Why it’s Silly: Sniping over money never makes anything better. But communicating about spending can relieve a lot of stress.
Advice for Ending it: California-based family and relationship therapist Craig Lambert recommends couples make a budget together. “That’s a straightforward way to look at our numbers and to be as transparent as we possibly can with each other,” Lambert said.
5. The “It’s Just a Little Partying. What’s The Problem?” Fight
What it’s Really About: Your partner is questioning your priorities.
Why it’s Silly: If you’re arguing about hitting an odd joint or knocking back a couple Coronas on a weekend evening, it’s probably silly. If you’re dabbling in oxycontin or getting blackout drunk on a Tuesday, it’s a lot less silly.

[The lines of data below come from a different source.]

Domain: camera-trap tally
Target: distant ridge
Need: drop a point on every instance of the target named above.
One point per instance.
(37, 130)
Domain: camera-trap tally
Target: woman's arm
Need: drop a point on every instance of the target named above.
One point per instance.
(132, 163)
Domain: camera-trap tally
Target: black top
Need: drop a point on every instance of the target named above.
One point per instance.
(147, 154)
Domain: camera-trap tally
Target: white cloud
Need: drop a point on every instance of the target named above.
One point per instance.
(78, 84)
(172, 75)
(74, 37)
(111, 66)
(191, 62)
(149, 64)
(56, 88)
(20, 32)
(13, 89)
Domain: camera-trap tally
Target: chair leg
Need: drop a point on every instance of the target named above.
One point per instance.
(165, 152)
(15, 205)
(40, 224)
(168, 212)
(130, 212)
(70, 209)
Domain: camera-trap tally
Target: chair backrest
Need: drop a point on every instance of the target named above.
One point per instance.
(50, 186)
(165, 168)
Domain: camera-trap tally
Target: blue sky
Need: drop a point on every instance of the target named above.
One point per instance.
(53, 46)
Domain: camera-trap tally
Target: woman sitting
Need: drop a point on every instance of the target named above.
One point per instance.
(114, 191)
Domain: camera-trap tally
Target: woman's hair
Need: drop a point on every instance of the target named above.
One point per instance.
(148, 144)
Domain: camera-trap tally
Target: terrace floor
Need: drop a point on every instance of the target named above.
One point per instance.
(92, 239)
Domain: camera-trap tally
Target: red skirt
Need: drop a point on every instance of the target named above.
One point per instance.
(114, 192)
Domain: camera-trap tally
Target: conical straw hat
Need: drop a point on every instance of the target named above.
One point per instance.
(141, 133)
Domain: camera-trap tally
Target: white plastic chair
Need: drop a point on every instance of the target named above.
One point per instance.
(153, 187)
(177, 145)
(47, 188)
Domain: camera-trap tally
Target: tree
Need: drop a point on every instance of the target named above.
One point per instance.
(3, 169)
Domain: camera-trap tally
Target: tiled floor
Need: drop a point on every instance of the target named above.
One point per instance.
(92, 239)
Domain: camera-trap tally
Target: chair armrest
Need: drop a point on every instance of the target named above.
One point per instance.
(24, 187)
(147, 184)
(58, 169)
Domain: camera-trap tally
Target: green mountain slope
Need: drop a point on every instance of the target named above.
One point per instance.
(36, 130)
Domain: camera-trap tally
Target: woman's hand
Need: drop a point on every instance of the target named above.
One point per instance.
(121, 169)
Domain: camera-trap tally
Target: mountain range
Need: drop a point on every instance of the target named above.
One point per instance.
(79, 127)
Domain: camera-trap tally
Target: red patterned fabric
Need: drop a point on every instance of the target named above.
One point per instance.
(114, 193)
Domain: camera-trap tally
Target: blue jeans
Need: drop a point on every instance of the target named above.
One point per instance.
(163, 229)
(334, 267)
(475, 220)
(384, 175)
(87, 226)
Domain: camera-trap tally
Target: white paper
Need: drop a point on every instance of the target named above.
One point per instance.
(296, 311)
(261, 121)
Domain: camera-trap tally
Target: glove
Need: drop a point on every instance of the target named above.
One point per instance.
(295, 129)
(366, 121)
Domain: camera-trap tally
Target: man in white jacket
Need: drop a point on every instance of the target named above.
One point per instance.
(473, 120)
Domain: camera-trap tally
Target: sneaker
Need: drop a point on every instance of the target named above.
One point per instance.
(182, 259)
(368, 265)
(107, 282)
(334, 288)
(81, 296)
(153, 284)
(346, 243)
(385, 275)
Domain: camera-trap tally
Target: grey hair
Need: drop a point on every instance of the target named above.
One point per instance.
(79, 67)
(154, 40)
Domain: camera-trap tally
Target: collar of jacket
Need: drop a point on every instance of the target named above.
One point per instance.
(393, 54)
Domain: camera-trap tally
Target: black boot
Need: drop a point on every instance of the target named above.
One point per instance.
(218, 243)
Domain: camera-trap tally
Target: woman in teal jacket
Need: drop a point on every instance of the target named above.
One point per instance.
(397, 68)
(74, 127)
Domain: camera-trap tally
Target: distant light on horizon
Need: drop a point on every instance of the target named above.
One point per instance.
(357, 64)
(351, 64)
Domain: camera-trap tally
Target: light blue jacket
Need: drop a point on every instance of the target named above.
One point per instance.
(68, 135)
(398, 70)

Advice for Ending it: If you feel your recreational substance intake isn’t a big deal and your partner does, you might consider changing your behavior anyway. “Some fights may not have a solution that works for both partners,” Cravens Pickens said.
6. The “Please, Pay Attention to Me” Argument
What it’s Really About: You’re feeling taken for granted by your partner when they ignore you.
Why it’s Silly: The story you were telling probably wasn’t the most important conversation in the world.
Advice for Ending it: Keep a sense of perspective. It’s just one moment among many you’ll spend together. “Don’t allow small issues to escalate into bringing up past, bigger issues,” Cravens Pickens said. ”Being upset that your partner answered a call during a serious conversation should not lead to one person bringing up the fact that ‘you are always on your phone when I am talking to you, and just last week, etc.’”
7. The “You Sit So Far Away From Me” Spat
What it’s Really About: You spend a lot of time together but it’s not meaningful. There’s a lack of emotional intimacy and connection between partners.
Why it’s Silly: It’s possible to read too much into body language. Sometimes people need their space.
Advice for Ending it: Schedule some quality time together and make a genuine attempt to connect through shared interests. “One of the first things I like to ask is ‘when was the last time you went on a date together?’” Lambert said. “Are you doing things together? Do you have hobbies or activities or are you going out and having fun with friends?”
8. The “What Does Your Mother Want Now?” Dust Up
What it’s Really About: When in-laws are constantly underfoot, you feel like you have no control over your life. You married out of love, not because you wanted to live out scenes from Everybody Loves Raymond in real life.
Why it’s Silly: You’re all family and want the best for each other.
Advice for ending it: You and your partner have to work together to set boundaries. That will involve some compromises and communication. “Not to sound too general but communication is probably the number one issue that pops up into the office,” Lambert said. “And that really has a lot to do with whether they’re sharing their feelings and listening to one another.”